EXPRESSION
Auteur(s) : Propos recueillis par Chantal Béraud
Le métavers peuplé d’avatars faisait encore récemment la une des médias. Mais quelle place donner à ces nouvelles technologies pour notre futur ?
Annick Valentin-Smith (A78)
Présidente de l’association Vet IN Tech (e-santé animale)

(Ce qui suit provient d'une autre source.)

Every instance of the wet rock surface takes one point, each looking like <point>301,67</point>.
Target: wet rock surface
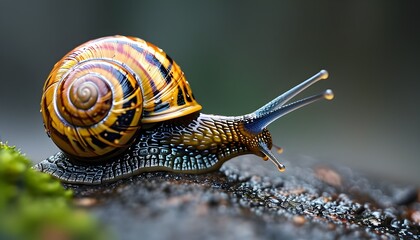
<point>248,199</point>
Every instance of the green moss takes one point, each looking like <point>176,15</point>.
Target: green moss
<point>33,205</point>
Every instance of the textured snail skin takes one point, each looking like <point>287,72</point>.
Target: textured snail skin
<point>99,95</point>
<point>198,143</point>
<point>119,106</point>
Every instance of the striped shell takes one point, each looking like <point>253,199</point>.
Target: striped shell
<point>97,97</point>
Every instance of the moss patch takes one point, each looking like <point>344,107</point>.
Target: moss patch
<point>33,205</point>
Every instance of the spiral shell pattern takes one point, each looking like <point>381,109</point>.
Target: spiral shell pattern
<point>97,97</point>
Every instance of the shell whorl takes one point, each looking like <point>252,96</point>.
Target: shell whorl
<point>97,96</point>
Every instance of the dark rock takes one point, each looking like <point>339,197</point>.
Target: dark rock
<point>240,202</point>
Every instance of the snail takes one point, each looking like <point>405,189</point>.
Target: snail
<point>119,106</point>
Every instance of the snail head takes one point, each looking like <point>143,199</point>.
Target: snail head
<point>256,123</point>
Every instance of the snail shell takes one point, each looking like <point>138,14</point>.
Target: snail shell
<point>122,94</point>
<point>99,95</point>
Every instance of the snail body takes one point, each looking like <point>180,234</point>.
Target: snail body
<point>119,106</point>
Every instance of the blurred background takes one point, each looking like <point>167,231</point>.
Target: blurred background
<point>237,55</point>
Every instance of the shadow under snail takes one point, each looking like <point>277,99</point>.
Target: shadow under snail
<point>120,106</point>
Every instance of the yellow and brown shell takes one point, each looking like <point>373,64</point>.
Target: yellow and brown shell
<point>98,95</point>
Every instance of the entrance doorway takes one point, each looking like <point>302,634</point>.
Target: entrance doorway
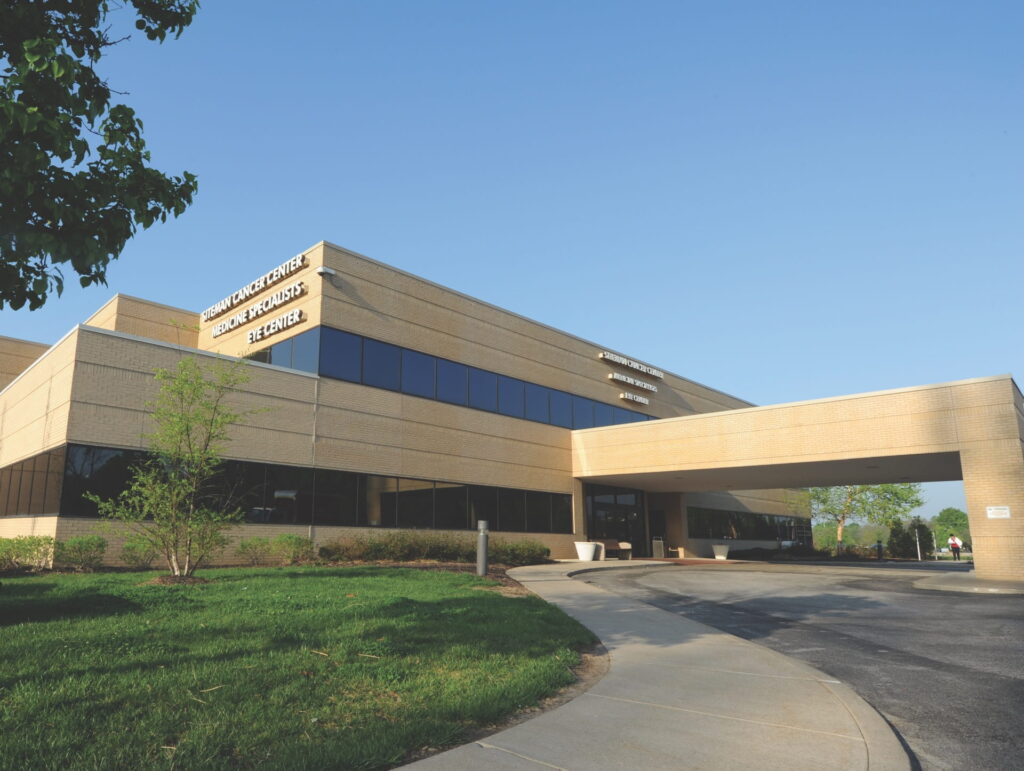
<point>617,513</point>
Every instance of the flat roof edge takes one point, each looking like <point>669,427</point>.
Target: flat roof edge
<point>865,394</point>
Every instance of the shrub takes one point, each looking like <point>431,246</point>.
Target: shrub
<point>84,553</point>
<point>138,553</point>
<point>292,549</point>
<point>32,552</point>
<point>255,551</point>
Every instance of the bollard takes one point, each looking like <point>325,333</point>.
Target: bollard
<point>481,548</point>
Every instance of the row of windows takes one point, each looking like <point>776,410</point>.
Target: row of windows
<point>343,355</point>
<point>745,525</point>
<point>268,493</point>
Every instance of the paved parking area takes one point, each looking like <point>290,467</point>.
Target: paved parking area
<point>946,669</point>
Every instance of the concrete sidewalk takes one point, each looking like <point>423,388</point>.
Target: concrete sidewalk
<point>681,695</point>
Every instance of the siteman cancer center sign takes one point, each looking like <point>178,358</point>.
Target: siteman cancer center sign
<point>282,297</point>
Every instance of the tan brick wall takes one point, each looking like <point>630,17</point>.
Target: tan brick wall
<point>116,534</point>
<point>34,410</point>
<point>15,356</point>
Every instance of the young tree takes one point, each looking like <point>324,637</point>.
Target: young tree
<point>174,501</point>
<point>56,207</point>
<point>878,504</point>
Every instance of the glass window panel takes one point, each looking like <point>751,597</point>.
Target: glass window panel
<point>482,506</point>
<point>4,489</point>
<point>341,354</point>
<point>290,495</point>
<point>624,416</point>
<point>511,510</point>
<point>538,512</point>
<point>511,396</point>
<point>561,513</point>
<point>418,374</point>
<point>305,350</point>
<point>336,498</point>
<point>245,489</point>
<point>451,507</point>
<point>38,485</point>
<point>281,353</point>
<point>561,409</point>
<point>583,413</point>
<point>416,503</point>
<point>378,500</point>
<point>453,382</point>
<point>537,403</point>
<point>604,415</point>
<point>482,389</point>
<point>381,365</point>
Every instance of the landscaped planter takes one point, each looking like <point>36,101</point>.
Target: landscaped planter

Une technologie chasse l'autre !
En se plongeant avec un casque dans des mondes virtuels en 3D, l’acquisition de connaissances à distance est favorisée par l’immersion totale dans un décor qui reprend toutes les caractéristiques du monde réel. De telles solutions de formation dans le métavers sont déjà proposées pour l’apprentissage du personnel de santé à des gestes techniques (Simago). Il existe déjà des visites virtuelles d’élevage ou de clinique vétérinaire… Je crois cependant davantage à la réalité augmentée ou à la réalité mixte, une technologie qui permet, tout en étant en relation avec le monde réel, de recevoir des informations dans son casque ou ses lunettes connectées. Le bon exemple est la téléassistance au chirurgien (avec l’envoi d’informations, de radios…), lui permettant d’être plus précis, plus efficace durant son opération, sans avoir à regarder un moniteur. Cependant actuellement, la majeure partie des investissements de recherche se redirigent vers les intelligences artificielles génératives : tout va très vite !
Marc Jolivalt (LIÈGE 04)
Ancien praticien en canine, en référé de médecine interne et d’imagerie à Pontcharra (Isère)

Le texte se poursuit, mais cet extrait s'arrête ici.